Bölüm şarkımız: Call Out My Name- The Weekend
İyi okumalar diliyorumm

Güneş en tepede, ışığını bir an olsun azaltmadan parlarken nasıl kötü bir gün olabilir ki?

3. Bölüm Başlangıç

Saat onda kalktım, Armin ile kahvaltı yaptık. İşleri olmadığı bazı günler birlikte bir şeyler yaptık, çoğu zaman evdeydik. Bu beş gün tam olarak böyle geçti.
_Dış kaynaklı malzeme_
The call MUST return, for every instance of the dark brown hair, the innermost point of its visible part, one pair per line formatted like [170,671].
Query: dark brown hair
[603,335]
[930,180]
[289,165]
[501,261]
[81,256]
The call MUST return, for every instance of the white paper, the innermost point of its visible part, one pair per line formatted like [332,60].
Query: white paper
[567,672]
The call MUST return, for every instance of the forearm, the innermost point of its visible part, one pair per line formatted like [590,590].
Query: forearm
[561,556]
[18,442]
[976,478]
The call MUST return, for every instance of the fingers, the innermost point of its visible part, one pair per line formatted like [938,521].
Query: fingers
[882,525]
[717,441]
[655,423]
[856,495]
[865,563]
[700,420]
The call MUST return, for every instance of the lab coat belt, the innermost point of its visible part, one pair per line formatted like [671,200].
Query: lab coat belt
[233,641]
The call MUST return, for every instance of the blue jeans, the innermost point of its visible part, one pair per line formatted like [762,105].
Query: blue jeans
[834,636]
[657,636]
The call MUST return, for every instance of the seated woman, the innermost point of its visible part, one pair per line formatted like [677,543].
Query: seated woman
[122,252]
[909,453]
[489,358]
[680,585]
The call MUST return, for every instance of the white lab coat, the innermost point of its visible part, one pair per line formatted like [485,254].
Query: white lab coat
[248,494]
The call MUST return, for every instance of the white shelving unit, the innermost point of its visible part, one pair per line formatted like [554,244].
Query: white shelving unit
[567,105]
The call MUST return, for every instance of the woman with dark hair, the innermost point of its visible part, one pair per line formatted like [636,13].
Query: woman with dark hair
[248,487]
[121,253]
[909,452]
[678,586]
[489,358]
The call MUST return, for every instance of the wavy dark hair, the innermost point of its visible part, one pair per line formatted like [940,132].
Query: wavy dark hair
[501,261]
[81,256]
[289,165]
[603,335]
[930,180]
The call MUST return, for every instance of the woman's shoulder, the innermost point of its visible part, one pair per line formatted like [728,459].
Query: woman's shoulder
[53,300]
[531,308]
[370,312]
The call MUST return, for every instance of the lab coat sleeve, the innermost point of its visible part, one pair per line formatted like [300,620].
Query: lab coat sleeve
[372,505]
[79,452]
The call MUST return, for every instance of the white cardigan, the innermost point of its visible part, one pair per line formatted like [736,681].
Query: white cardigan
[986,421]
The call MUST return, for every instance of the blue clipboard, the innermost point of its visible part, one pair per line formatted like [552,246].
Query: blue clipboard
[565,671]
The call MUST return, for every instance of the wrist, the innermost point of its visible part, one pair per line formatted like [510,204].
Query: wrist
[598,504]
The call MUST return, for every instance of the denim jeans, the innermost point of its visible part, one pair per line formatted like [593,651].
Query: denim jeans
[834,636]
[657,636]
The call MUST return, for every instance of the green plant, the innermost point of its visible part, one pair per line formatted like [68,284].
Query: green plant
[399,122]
Aslında bu rutinden şikayetçi olduğum da pek söylenemezdi. Çünkü artık programa katıldım gözüyle bakıyordum ve bir aylık süreçten önce dinlenme, Armin ve Gökalp'le vakit geçirme fırsatını kaçırmıyordum. Annemleri de aramış, onlara bu işten bahsetmiştim. Hem kardeşimin hem anne babamın sesini duymak çok iyi gelmişti. Hepsi bu şirket için çok sevindi ve bana destekleklerini ilettiler. Annem tabii ki ne zaman yanlarına geleceğimi sordu, her konuşmamızda olduğu gibi ve ben de belli olmadığını, en az bir ay kadar daha programdan dolayı İstanbul'da kalacağımı söyledim. Annemler Antalya'da oturuyorlardı. Yazları ise Muğla'daki yazlığımıza bazen birlikte gidiyorduk, bazen de bensiz gitmek zorunda kalıyorlardı. Muhtemelen bu yıl da yazlığa gidemeyecektim. Ama konuşmamızda tam belli olmadığı için aileme söylemedim.

Saat dörde geliyordu, dünkü sağanak yağmurdan sonra bugün sabah biraz atıştırmıştı sadece. Beş gündür hava yagmurluydu ve çok nadir güneş açıyordu. Bugün ise hava güneşli görünüyordu ki kara bulutlar da dağılmıştı. Armin bugün işlerini erken bitirip gelmişti. Bu yüzden de Gökalp'i çağırmıştık.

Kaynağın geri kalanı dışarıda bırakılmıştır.